A ‘new’ way to eat: NHS ditches plastic utensils

  • Reusable trays sit next to Northampton High School’s dishwasher. SUBMITTED PHOTO

  • Mali Finch, left, and Gretchen Saveson, right, raise money last spring for the Northampton High School Environmental Club’s efforts to buy reusable metal utensils for the school’s cafeteria. SUBMITTED PHOTO

Published: 7/19/2017 12:08:04 AM

NORTHAMPTON — Last spring, the Environmental Club at Northampton High School began looking for ways to reduce the waste their school generated every day.

“We were looking for ways to make our school more sustainable,” said 18-year-old Gretchen Saveson, a recent graduate who served as president of the club.

One fact in particular stood out in their search: students in the cafeteria were throwing away as many as 300 Styrofoam trays and plastic utensils each day at lunch.

The solution?
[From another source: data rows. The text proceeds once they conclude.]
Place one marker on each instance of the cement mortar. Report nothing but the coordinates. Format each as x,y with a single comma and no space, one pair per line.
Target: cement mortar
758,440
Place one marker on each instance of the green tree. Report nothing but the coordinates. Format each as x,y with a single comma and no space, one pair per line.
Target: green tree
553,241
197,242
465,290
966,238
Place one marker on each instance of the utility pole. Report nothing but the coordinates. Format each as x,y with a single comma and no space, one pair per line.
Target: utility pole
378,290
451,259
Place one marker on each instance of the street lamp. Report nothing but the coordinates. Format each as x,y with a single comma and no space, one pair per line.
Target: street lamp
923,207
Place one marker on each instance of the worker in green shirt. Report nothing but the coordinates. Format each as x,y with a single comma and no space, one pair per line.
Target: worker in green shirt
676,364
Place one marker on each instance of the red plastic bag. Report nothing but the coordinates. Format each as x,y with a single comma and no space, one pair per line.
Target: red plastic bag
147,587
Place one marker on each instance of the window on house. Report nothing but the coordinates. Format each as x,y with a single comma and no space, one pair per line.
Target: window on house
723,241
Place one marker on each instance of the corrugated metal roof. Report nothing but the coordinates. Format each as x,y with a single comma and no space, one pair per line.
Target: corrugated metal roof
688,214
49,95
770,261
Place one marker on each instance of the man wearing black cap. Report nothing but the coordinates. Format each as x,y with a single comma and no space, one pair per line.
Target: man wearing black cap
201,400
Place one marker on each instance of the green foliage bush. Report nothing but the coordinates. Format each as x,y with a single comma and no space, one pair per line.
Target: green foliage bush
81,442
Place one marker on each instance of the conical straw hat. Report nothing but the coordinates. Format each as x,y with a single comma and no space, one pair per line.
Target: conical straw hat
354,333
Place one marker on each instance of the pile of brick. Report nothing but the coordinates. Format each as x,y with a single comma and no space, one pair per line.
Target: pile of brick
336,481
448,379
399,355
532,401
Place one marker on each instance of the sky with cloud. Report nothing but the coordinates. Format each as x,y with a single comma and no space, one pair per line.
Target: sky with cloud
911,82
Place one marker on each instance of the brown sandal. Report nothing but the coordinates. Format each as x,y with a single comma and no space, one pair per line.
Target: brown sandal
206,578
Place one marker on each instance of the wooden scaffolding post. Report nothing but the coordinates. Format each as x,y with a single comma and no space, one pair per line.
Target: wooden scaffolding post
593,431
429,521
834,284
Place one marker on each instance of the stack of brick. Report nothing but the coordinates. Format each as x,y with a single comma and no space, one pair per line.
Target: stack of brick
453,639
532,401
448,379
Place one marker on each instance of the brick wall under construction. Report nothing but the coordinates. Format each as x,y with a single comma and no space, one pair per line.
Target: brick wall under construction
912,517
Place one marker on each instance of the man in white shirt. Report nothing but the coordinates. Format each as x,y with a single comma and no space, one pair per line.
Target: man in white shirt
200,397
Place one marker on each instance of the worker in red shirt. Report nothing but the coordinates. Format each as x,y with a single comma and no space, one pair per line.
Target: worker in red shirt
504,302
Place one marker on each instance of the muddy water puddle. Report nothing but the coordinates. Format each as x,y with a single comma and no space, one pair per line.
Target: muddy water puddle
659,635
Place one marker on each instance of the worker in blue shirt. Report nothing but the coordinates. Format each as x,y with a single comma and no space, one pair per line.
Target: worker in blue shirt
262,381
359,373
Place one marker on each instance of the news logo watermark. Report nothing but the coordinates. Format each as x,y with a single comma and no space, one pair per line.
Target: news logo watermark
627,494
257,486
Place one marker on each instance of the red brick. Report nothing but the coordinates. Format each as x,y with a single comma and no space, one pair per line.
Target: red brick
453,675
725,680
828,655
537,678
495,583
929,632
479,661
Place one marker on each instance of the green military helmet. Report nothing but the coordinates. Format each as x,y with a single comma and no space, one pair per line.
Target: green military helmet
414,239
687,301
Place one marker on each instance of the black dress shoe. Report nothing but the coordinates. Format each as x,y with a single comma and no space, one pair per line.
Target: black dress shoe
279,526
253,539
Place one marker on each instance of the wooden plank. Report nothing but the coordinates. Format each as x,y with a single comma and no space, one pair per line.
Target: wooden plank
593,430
Saveson and the other members of the club decided to approach John Tranfaglia, the food service director for the district, to propose exchanging plastic and Styrofoam for reusable trays and silverware.

“I was actually incredibly impressed at their dedication and knowledge,” Tranfaglia said of the Environmental Club. “They convinced me to buy into what they were looking to do.”

The school already had washable plastic trays, but the cafeteria’s dishwasher was broken so they weren’t being used at all.

“They were all sitting in a corner somewhere not being used,” Saveson said.

Tranfaglia told the students that he was planning to fix the dishwasher, so they could plan on using the trays again soon. Finding reusable utensils, however, was a little trickier.

Food services in public schools across the country essentially function as small businesses within the school; they operate outside the school’s budget, and must generate all of their own revenue.

While there might have been money to fix the dishwasher, it was harder to find the funds to purchase all the knives, forks and spoons needed to do away with one-time-use utensils.

So Tranfaglia made a deal with the students: he would concentrate on getting the dishwasher running, and they would raise money for and collect silverware. The students began selling baked goods at local tag sales and put utensil collection bins at local businesses while Tranfaglia worked on the dishwasher.

“It worked surprising well, lots of people were getting rid of old camping utensils,” Saveson said.

They soon ran into a problem. Many of the utensils they collected had plastic handles, which would not hold up under the dishwasher’s hot water.

After that realization set the group back in their collection efforts, they eventually reached the magic number of 600 forks, knives and spoons that Tranfaglia thought would be necessary to make the switch to reusable utensils.

In March, Saveson said, the cafeteria began using the new utensils and trays.

“Overall I think everyone was very supportive of it,” Saveson said of her classmates’ reaction to the new metal utensils.

Tranfaglia, for his part, gives all the credit to the Environmental Club for making the transition possible.

“Those girls and boys were fantastic in their approach,” he said. “This is really all the kids’ doing, they were definitely the catapult to make sure this happened.”

“I think it just starts with someone who is really passionate about the environment and about making change,” said 17-year-old Mali Finch, who also helped lead the club’s efforts. “Individuals need to know that they can make a difference.”

There are, however, further challenges to keeping the reusable system in place in the cafeteria — namely, making sure students don’t lose or throw away much of the silverware.

That was a large challenge in the previous two districts where Tranfaglia worked. He said the rapid loss of silverware led to the failure of efforts to switch to reusable utensils.

Tranfaglia doesn’t expect that to be the case at Northampton High, based on how few were lost last spring. He expects that when enough utensils do eventually go missing in the years to come, the Environmental Club will continue fundraising and collecting forks, knives and spoons.

“It’s not a super noticeable change,” Saveson said of the change to the cafeteria. Though it’s not that noticeable, however, she said the change is incredibly important.

As the generation who will inherit a planet increasingly at risk from climate change and devastating pollution, Saveson said it’s up to young people to push for more environmentally-friendly practices.

Participating in a successful environmental campaign with a clear and obvious end result has inspired the club’s members to continue working toward a greener future.

“There’s just no way that the way we’re living now is sustainable, so it kind of falls on us to make the changes,” Saveson said. “Every little change I guess contributes something.”